Calabria is at the very south of the Italian peninsula, to which it is connected by the Monte Pollino massif, while on the east, south and west it is surrounded by the Ionian and Tyrrhenian seas. The region is a long and narrow peninsula which stretches from north to south for 248 km (154 mi), with a maximum width of 110 km (68 mi). Some 42% of Calabria's area, corresponding to 15,081 km2, is mountainous, 49% is hilly, while plains occupy only 9% of the region's territory. It is separated from Sicily by the Strait of Messina, where the narrowest point between Capo Peloro in Sicily and Punta Pezzo in Calabria is only 3.2 km (2 mi).
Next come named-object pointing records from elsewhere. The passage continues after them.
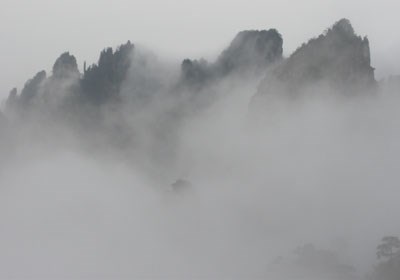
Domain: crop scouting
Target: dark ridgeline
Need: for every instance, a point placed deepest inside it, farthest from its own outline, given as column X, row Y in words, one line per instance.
column 102, row 82
column 249, row 51
column 337, row 60
column 67, row 87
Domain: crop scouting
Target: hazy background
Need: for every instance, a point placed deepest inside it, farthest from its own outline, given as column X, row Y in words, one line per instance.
column 35, row 33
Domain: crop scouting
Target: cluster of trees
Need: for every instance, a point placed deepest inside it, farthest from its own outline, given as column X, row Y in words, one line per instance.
column 250, row 50
column 338, row 59
column 99, row 84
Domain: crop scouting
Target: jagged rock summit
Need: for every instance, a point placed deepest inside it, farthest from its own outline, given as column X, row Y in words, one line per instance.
column 338, row 59
column 251, row 50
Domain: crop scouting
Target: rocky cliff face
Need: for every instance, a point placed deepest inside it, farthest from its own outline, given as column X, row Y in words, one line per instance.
column 251, row 50
column 337, row 59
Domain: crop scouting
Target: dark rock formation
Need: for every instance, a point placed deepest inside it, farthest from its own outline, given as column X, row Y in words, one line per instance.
column 338, row 59
column 102, row 82
column 249, row 51
column 65, row 67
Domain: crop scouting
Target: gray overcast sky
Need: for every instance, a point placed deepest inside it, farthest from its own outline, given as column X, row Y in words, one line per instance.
column 35, row 33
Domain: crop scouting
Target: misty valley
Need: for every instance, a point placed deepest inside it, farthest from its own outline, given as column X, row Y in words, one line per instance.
column 254, row 165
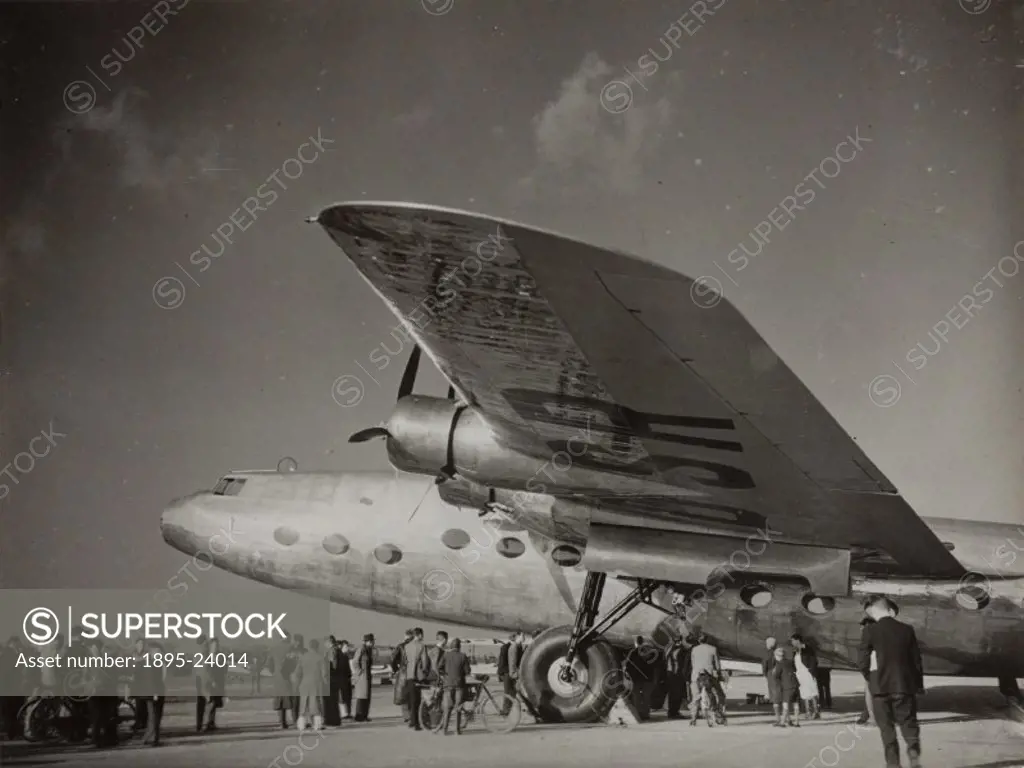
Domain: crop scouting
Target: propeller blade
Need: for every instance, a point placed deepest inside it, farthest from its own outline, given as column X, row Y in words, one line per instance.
column 368, row 434
column 409, row 377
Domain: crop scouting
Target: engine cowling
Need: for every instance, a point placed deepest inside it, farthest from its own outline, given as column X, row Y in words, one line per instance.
column 419, row 433
column 437, row 436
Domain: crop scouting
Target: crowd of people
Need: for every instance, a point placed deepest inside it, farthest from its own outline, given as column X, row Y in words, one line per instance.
column 322, row 685
column 85, row 699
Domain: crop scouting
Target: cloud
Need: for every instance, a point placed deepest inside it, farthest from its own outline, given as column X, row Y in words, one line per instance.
column 582, row 143
column 148, row 159
column 418, row 118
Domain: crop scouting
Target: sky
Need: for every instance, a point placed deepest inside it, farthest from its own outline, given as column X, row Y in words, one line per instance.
column 128, row 139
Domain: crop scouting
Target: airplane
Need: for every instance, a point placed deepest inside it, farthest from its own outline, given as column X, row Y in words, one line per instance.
column 612, row 460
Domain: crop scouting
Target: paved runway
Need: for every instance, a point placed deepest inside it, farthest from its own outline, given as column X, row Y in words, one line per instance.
column 963, row 727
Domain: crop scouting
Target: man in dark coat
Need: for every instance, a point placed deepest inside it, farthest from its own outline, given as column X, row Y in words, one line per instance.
column 397, row 664
column 786, row 690
column 332, row 713
column 641, row 668
column 281, row 663
column 136, row 687
column 103, row 707
column 150, row 682
column 201, row 695
column 13, row 680
column 890, row 660
column 310, row 679
column 417, row 668
column 364, row 679
column 344, row 672
column 676, row 682
column 767, row 666
column 454, row 671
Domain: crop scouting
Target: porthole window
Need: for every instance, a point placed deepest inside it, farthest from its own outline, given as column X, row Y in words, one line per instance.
column 336, row 544
column 817, row 605
column 974, row 594
column 286, row 536
column 455, row 539
column 756, row 595
column 387, row 554
column 565, row 555
column 510, row 547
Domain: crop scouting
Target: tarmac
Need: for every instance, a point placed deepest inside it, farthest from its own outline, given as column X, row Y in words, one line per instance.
column 965, row 724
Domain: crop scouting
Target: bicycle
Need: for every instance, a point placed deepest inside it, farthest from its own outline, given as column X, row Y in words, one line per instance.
column 500, row 712
column 47, row 718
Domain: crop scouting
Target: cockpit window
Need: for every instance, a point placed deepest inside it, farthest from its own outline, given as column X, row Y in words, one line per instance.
column 229, row 486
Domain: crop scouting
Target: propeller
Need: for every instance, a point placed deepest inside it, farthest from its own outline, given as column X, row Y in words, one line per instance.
column 404, row 388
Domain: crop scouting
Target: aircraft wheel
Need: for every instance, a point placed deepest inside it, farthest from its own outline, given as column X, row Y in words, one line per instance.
column 597, row 681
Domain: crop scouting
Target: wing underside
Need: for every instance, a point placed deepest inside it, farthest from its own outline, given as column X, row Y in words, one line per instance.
column 552, row 339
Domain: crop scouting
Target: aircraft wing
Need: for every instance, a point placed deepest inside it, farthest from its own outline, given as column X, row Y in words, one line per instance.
column 571, row 344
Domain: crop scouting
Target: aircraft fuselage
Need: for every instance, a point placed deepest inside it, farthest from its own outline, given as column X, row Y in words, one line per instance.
column 349, row 539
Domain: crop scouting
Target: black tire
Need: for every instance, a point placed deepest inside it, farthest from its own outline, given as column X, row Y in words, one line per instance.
column 589, row 698
column 431, row 713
Although the beautiful green sea is ever present in Calabria, it is mainly a mountainous region. Three mountain ranges are present: Pollino, La Sila and Aspromonte. All three mountain ranges are unique with their own flora and fauna. The Pollino Mountains in the north of the region are rugged and form a natural barrier separating Calabria from the rest of Italy. Parts of the area are heavily wooded, while others are vast, wind-swept plateaus with little vegetation. These mountains are home to a rare Bosnian Pine variety, and are included in the Pollino National Park. La Sila is a vast mountainous plateau, about 1,200 metres above sea level, which stretches for nearly 2,000 square kilometres along the central part of Calabria. The highest point is Botte Donato, which reaches 1,928 metres. The area boasts numerous lakes and dense coniferous forests. The Aspromonte massif forms the southernmost tip of the Italian peninsula bordered by the sea on three sides. This unique mountainous structure reaches its highest point at Montalto Uffugo, at 1,995 metres, and is full of wide, man-made terraces that slope down towards the sea.